The next day, we took the road back out towards the airport, heading east past the long sprawls of the townships of the Cape Flats .The townships vary from the neat and well cared with paved roads and street lighting to hastily constructed illegal shanty dwellings in very inhospitable places, almost on the airport runways or right by the busy roads. Whilst we were there, we read of at least three bad fires that had broken out in what are termed informal settlements; it was easy to see how fire would spread very quickly. When we turned north the landscape changed from flat and featureless to much greener and prettier as we began to climb up towards the mountains.

We reached Stellenbosch in time for lunch, and first enjoyed a stroll around this major centre of wine making. It is an attractive and affluent town, with the population boosted in term time by the students at the Afrikaner speaking Stellenbosch University. The town information office has a separate office devoted to arranging wine tours and tastings of the Winelands region and useful free maps.

We enjoyed a salad lunch at one of the many cafes and restaurants in the centre, listening to (but not understanding) the conversations going on around us in Afrikaans ; we had noted that English or one of the many other national tribal languages was more prevalent in Cape Town itself.

After lunch, we passed the entrance to a small museum which did not look very promising, but the guidebook mentioned domestic interiors, so I wanted to have a look. We were both pleased we did – the Stellenbosch Village Museum turned out to be rather more than just a house, but six authentic town dwellings throughout the ages since settlement, with period dressed room stewards explaining details of the settler and then civic life. After house three we wondered where to go, then realized we had to cross the town road to four and five and back again for five!

Our journey then continued out of Stellenbosch, climbing steadily upwards towards the head of the Franschhoek valley, and passing many large wine estates and fruit farms on the way. Turning downwards again into Franschhoek, we could see the valley laid out in front of us. My particular pleasure as we drove down into the valley was in seeing some of the accommodations that had been on my shortlist, and why I had been right to reject them! Our accommodation, the Auberge Chanteclair, was on the other side of the valley which we located after a brief argument with the previously accurate GPS.
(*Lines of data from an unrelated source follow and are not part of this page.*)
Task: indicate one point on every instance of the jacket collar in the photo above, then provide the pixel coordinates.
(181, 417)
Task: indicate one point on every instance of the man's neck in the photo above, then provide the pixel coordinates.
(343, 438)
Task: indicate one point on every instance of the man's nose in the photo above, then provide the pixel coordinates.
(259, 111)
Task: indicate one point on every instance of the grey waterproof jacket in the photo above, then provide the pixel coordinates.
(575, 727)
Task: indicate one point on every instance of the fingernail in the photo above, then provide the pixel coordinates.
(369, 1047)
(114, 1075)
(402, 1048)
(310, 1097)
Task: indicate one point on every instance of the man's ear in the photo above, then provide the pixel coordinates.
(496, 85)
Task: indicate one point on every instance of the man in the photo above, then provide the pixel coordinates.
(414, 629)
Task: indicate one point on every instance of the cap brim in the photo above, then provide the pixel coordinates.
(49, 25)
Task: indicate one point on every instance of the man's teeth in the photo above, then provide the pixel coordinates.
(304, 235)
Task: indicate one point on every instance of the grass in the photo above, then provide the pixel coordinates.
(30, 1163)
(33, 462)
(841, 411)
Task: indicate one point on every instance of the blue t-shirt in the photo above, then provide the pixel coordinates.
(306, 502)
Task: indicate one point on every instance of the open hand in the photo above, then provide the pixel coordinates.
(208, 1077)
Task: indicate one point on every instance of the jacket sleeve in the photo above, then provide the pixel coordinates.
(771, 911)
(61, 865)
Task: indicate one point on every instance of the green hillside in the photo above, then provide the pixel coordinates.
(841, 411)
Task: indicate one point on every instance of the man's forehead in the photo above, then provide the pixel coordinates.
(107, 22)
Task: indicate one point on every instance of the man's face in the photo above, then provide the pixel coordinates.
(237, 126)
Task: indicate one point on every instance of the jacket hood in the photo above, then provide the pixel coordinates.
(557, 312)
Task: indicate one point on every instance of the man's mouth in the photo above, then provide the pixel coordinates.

The Auberge is a guesthouse with six rooms, set just outside town, with a private vineyard (i.e., not open for tastings or tours to non-residents). We were delighted with the setting and colonial farmhouse style of the property, managed by the friendly hosts, Linda and Bruce. Franschhoek. The area was originally settled by Huguenots, and this is reflected in the prevalence of French names for properties and businesses in the valley. There is a large memorial to the Huguenots at the end of the main road through the town. With a large number of excellent restaurants the small town has become a magnet for international and domestic food and wine pilgrims and a popular choice for weddings and weekend breaks for Cape Towners.

It was still quite hot when we arrived, so we settled straight down to a swim in the pool and relaxation on the comfortable loungers then a stroll round the lovely grounds of the Auberge. As with the majority of the guest house establishments in the valley, they only provide breakfast, so Linda had provided a pile of menus for some of the restaurants in the village for our information. After the substantial lunch in Stellenbosch, we only wanted something simple for dinner so drove the short distance back to the centre of the village and settled on a straightforward dinner at the Café Traumerie of steak and salad before retiring for a comfortable and very peaceful night’s sleep.